# Finish on Adirondack Chairs



## Nick6685 (Mar 23, 2011)

Hi everyone,

I just finished drawing up my plans for a set of adirondack chairs, its spring time after all haha. I have a question about finishes for the chairs. What do you prefer?

The chairs arnt for anyone in particular, basically just a project to keep me busy, so there are no finish requests. Im planning on using cedar for the entire project.

Im thinking about three options, 1. Natural finish with a water sealer, 2. Natural gloss finish, and 3. Painted finish.

So basically just wanted some input on what you like, what you think sells, and whats practical in finishes

Thanks!


----------



## cabinetman (Jul 5, 2007)

New2Woodworking said:


> Hi everyone,
> 
> I just finished drawing up my plans for a set of adirondack chairs, its spring time after all haha. I have a question about finishes for the chairs. What do you prefer?
> 
> ...


If you use Cedar, you don't need to use any finish. They will just get a dark silvery color. You could use a penetrating oil, which would prolong the weathering process. Paint would be the best finish for UV protection, but, you will have a maintenance issue.












 







.


----------



## hansmike (Sep 5, 2010)

I made a pair of adirondack chairs last year for my first project and I agree with cabinetman on not using a finish. I did put a decking sealer on my cypress chairs though and they held up alright, but even after one year, they're starting to fade. Personally, I think cedar is too nice looking of a wood to paint. If it was pine, I'd say go for it. 

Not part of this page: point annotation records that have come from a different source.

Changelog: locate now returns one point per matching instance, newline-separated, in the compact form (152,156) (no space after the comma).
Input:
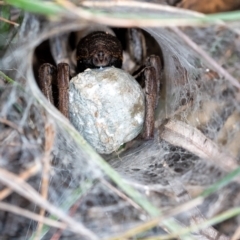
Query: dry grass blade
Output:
(24,189)
(11,124)
(49,141)
(32,171)
(142,5)
(236,235)
(8,21)
(190,138)
(28,214)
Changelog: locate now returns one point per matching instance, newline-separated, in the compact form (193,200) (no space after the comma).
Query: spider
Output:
(100,50)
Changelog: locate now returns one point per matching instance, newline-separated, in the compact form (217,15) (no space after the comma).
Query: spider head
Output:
(98,49)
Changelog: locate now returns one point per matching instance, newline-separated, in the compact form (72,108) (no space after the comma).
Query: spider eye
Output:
(99,49)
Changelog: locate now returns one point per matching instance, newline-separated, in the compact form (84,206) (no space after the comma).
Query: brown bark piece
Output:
(212,6)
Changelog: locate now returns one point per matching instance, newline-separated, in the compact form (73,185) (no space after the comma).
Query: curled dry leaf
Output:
(183,135)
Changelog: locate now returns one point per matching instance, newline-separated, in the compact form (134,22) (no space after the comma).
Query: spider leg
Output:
(48,74)
(151,75)
(63,87)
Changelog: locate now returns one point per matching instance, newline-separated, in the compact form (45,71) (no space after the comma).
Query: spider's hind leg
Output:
(151,75)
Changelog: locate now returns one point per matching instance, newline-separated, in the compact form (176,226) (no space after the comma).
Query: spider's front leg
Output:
(151,75)
(50,75)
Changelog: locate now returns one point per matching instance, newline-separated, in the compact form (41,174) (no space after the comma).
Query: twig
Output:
(206,57)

I have a couple pics uploaded to my account so take a look, those are unfinished.


----------



## Nick6685 (Mar 23, 2011)

*Au Natural*

Great chairs, just the look I'm going for!

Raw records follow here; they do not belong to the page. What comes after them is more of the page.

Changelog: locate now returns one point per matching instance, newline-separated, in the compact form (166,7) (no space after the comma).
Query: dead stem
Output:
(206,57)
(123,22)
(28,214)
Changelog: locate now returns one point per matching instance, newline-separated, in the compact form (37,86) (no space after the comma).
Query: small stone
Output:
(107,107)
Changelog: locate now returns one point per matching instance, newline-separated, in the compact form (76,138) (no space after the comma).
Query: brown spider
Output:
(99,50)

Yea, I agree cedar is gorgeous looking, would be a shame to paint over it. However, my biggest worry is like you said, longevity, thats why I was thinking some sort of lacquer finish. It would give it a nice gloss and would be pretty good protection from the elements. Please correct me if I'm wrong, haha, just going off of what I read from different sites.


----------



## hansmike (Sep 5, 2010)

Thanks for the compliment. I'm no pro, but since cedar is a popular decking wood to its weather resistance, IMO you're best best would be a deck stain/sealer. Like decks though, you'll have to wash or sand the crud that builds up on it every couple years and re-stain to keep it looking good. If/when you get sick of doing that, then paint it. 

Good luck and post pics!


----------



## Woodsphere (Apr 4, 2011)

Hello I am new to the site , really enjoy it. I have been building adirondack chairs out of cypress for 30 yrs. I have learn over time it's best to sand your project no finer than 150 grit , always use titebond 111 ulimate glue for outdoors and to seal it with something like Olympic waterguard clear finish or Thompson water sealer and it will last forever. Reseal about once a year. If there are stains, mildew, resand those areas before resealing. It will retain the natural color and waterproof it. Thanks


----------



## elks (Sep 16, 2010)

If you do have cedar and use it, be careful with trying to use sealants etc. until the wood has had plenty of time to dry. I know several people who installed a new cedar deck then tried using a product like thompson water seal only to have all the oil come back up. I believe it is recomended to let cedar weather for atleast 1 year before finishing and protecting it.


----------



## mosswood (Apr 22, 2011)

I made some adirondacks a couple years back, in that case I used pine and painted the finish because that is the look I was going for. Couple suggestions:

1. If using Cedar as was stated before consider leaving natural, it's a great look and naturally rot resistant so no finish needed

2. If painting or finishing consider applying finish to the parts prior to assembly, especially considering all of the slats etc it's a lot easier to get paint on them before they are put together. If you plan on conceeling your screws you will just have to add the touch ups after assembly. Waited to paint my first ones until after they were assembled, pain in the but. Learned my lesson and second onese much easier!


----------



## Woodworkingkid (Jan 8, 2011)

if i were you i would put a clear coat of varnish to protect the wood from the weather but to still keep the great look of ceder


----------



## sawdustfactory (Jan 30, 2011)

ANother option for finish on cedar, if you can find it, is Flood's Clear Wood Finish. It's a penetrating oil like Thompsons, but much, much better.


----------



## Chippin-in (Feb 4, 2010)

I just did come cedar tables for the outside and used spar varnish. I really like the way they came out and so did my friend whom I built them for. The pics are in the "projects showcase" section under Cedar tables for the pool if you wanna check them out.

Robert


----------



## dining sets (Apr 24, 2011)

Nice :yes:


----------